And while I'm at it, here's a quote-post of my comment in which I review the second AI description.

Jupiter Rowland wrote the following post Sat, 18 May 2024 00:24:46 +0200 It's almost hilarious how clueless the AI was again. And how wrong.

First of all, the roof isn't curved in the traditional sense. The end piece kind of is, but the roof behind it is more complex. Granted, unlike me, the AI can't look behind the roof end, so it doesn't know.

Next, the roof end isn't reflective. It isn't even glossy. And brushed stainless steel shouldn't really reflect anything.

The AI fails to count the columns that hold the roof end, and it claims they're evenly spaced. They're anything but.

There are three letters "M" on the emblem, but none of them is stand-alone.There is visible text on the logo that does provide additional context: "Universal Campus", "patefacio radix" and "MMXI". Maybe LLaVA would have been able to decipher at least the former, had I fed it the image at its original resolution of 2100x1400 pixels instead of the one I've uploaded with a resolution of 800x533 pixels. Decide for yourself which was or would have been cheating.
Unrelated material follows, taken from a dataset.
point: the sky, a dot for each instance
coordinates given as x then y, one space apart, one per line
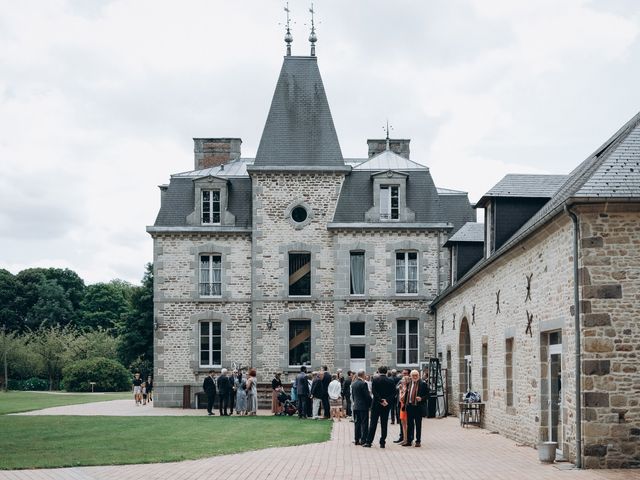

"Well-maintained lawn". Ha. The lawn is painted on, and the ground is so bumpy that I wouldn't call it well-maintained.

The entrance of the building is visible. In fact, three of the five entrances are. Four if you count the one that can be seen through the glass on the front. And the main entrance is marked with that huge structure around it.

The "few scattered clouds" are mostly one large cloud.

At least LLaVA is still capable of recognising a digital rendering and tells us how. Just you wait until PBR is out, LLaVA.

#Long #LongPost #CWLong #CWLongPost #FediMeta #FediverseMeta #CWFediMeta #CWFediverseMeta #AltText #AltTextMeta #CWAltTextMeta #ImageDescription #ImageDescriptions #ImageDescriptionMeta #CWImageDescriptionMeta #AI #LLaVA

#Long #LongPost #CWLong #CWLongPost #VirtualWorlds #AltText #AltTextMeta #CWAltTextMeta #ImageDescription #ImageDescriptions #ImageDescriptionMeta #CWImagDescriptionMeta #LLaVA #AI #AIVsHuman #HumanVsAI

Replied in thread

**Jupiter Rowland** @jupiter_rowland@hub.netzgemeinde.eu · Aug 12, 2024

Jupiter Rowland @jupiter_rowland@hub.netzgemeinde.eu

And since you obviously haven't actually read anything I've linked to, here's a quote-post of my comment in which I dissect the first AI description.

Jupiter Rowland wrote the following post Tue, 05 Mar 2024 20:28:12 +0100 (This is actually a comment. Find another post further up in this thread.)

Now let's pry LLaVA's image description apart, shall we?

The image appears to be a 3D rendering or a screenshot from a video game or a virtual environment.

Typical for an AI: It starts vague. That's because it isn't really sure what it's looking at.

This is not a video game. It's a 3-D virtual world.

At least, LLaVA didn't take this for a real-life photograph.

It shows a character

It's an avatar, not a character.

standing on a paved path with a brick-like texture.

This is the first time that the AI is accurate without being vague. However, there could be more details to this.

The character is facing away from the viewer,

And I can and do tell the audience in my own image description why my avatar is facing away from the viewer. Oh, and that it's the avatar of the creator of this picture, namely myself.

looking towards a sign or information board on the right side of the image.

Nope. Like the AI could see the eyeballs of my avatar from behind. The avatar is actually looking at the cliff in the background.

Also, it's clearly an advertising board.

The environment is forested with tall trees and a dense canopy, suggesting a natural, possibly park-like setting.

If I'm generous, I can let this pass as not exactly wrong. Only that there is no dense canopy, and this is not a park.

The lighting is subdued, with shadows cast by the trees, indicating either early morning or late afternoon.

Nope again. It's actually late morning. The AI doesn't know because it can't tell that the Sun is in the southeast, and because it has got no idea how tall the trees actually are, what with almost all treetops and half the shadow cast by the avatar being out of frame.

The overall atmosphere is calm and serene.

In a setting inspired by thrillers from the 1950s and 1960s. You're adorable, LLaVA. Then again, it was quiet because there was no other avatar present.

There's a whole lot in this image that LLaVA didn't mention at all. First of all, the most blatant shortcomings.

First of all, the colours. Or the lack of them. LLaVA doesn't say with a single world that everything is monochrome. What it's even less aware of is that the motive itself is monochrome, i.e. this whole virtual place is actually monochrome, and the avatar is monochrome, too.

Next, what does my avatar look like? Gender? Skin? Hair? Clothes?

Then there's that thing on the right. LLaVA doesn't even mention that this thing is there.

It doesn't mention the sign to the left, it doesn't mention the cliff at the end of the path, it doesn't mention the mountains in the background, and it's unaware of both the bit of sky near the top edge and the large building hidden behind the trees.

And it does not transcribe even one single bit of text in this image.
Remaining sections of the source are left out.